Proxy for scraping : which type to choose ?

Datacenter, residential, mobile, shared, exclusive, rotating, static… let’s understand the different types of proxies

stabler.tech
8 min readJan 24, 2023
Photo by Ilya Pavlov on Unsplash

As soon as you will start doing web scraping, you’ll realize that you will need to buy proxies to plug to your scraping bots.

At Stabler, we build and sell a low code SaaS that allows you to configure bots for web scraping.

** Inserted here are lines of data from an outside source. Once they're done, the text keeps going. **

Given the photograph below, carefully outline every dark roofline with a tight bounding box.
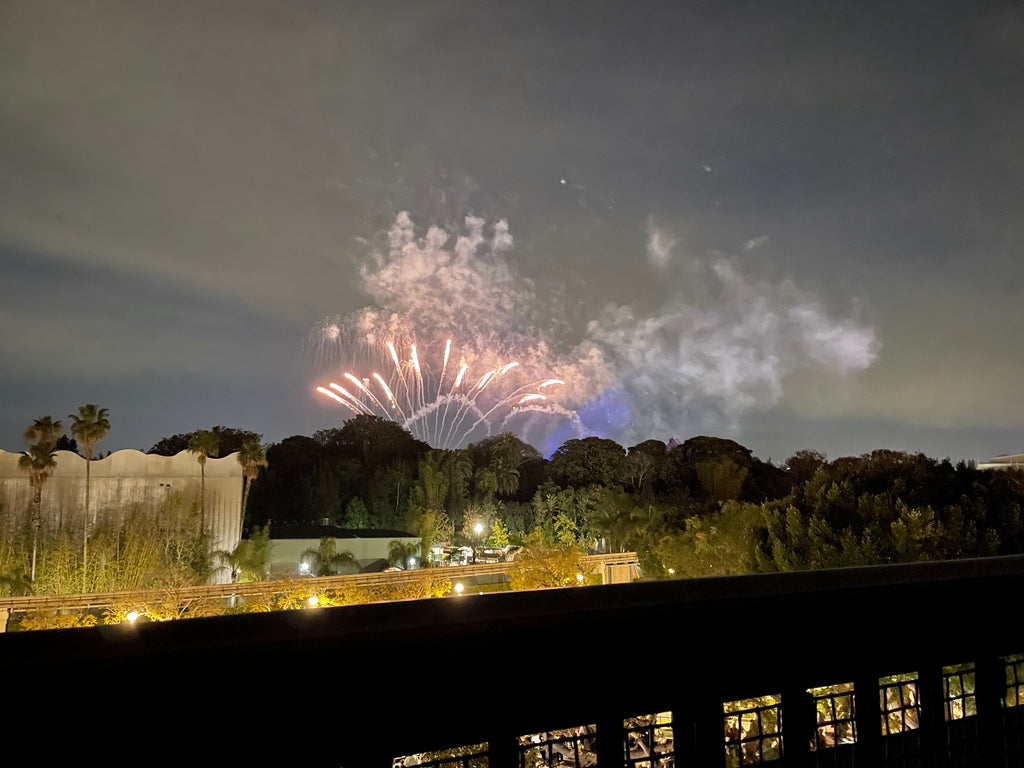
[270,523,417,542]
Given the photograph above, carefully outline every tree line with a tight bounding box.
[8,407,1024,591]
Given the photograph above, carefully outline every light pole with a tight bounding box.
[473,520,483,565]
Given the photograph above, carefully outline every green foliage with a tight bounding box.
[0,494,212,595]
[486,517,511,549]
[214,524,271,582]
[187,429,220,466]
[659,502,761,578]
[549,437,626,487]
[509,528,584,590]
[300,537,359,577]
[145,426,260,456]
[387,540,420,568]
[70,403,111,461]
[345,496,370,528]
[696,456,751,502]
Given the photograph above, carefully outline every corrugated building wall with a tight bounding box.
[0,451,242,581]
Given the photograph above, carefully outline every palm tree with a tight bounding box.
[188,429,220,531]
[17,442,57,583]
[68,402,111,593]
[25,416,63,446]
[239,437,266,540]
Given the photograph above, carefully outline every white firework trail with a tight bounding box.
[316,339,577,449]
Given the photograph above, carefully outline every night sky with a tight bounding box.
[0,0,1024,461]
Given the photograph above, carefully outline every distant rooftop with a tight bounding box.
[978,454,1024,469]
[262,522,417,541]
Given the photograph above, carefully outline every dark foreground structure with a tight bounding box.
[0,557,1024,768]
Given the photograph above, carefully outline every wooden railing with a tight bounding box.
[0,557,1024,768]
[0,552,637,612]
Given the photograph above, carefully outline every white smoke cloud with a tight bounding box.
[588,252,879,441]
[743,234,769,251]
[314,212,879,444]
[359,212,535,337]
[647,216,678,267]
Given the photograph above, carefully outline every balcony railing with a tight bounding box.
[0,557,1024,768]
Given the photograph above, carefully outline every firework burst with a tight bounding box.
[316,339,575,449]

You will have to buy your own proxies and plug them to your Stabler account.

We will see in this article what are the different types of proxies and how to select the right one depending on your use case and budget !

Stabler can be plugged to any proxy provider on the market !

We offer a FREE trial if you want to test and learn web scraping, we have dedicated tutorials and learning materials :
https://app.stabler.io/login?signup=open

stablerSOLO website

3 reasons why you should use a proxy

1. Geo-targeting 🌎

Select the geographic location you want to scrap !

If you want to scrap a website where your geolocation is very important and impacts the data you want to extract, you will need to use a proxy that supports geo-targeting.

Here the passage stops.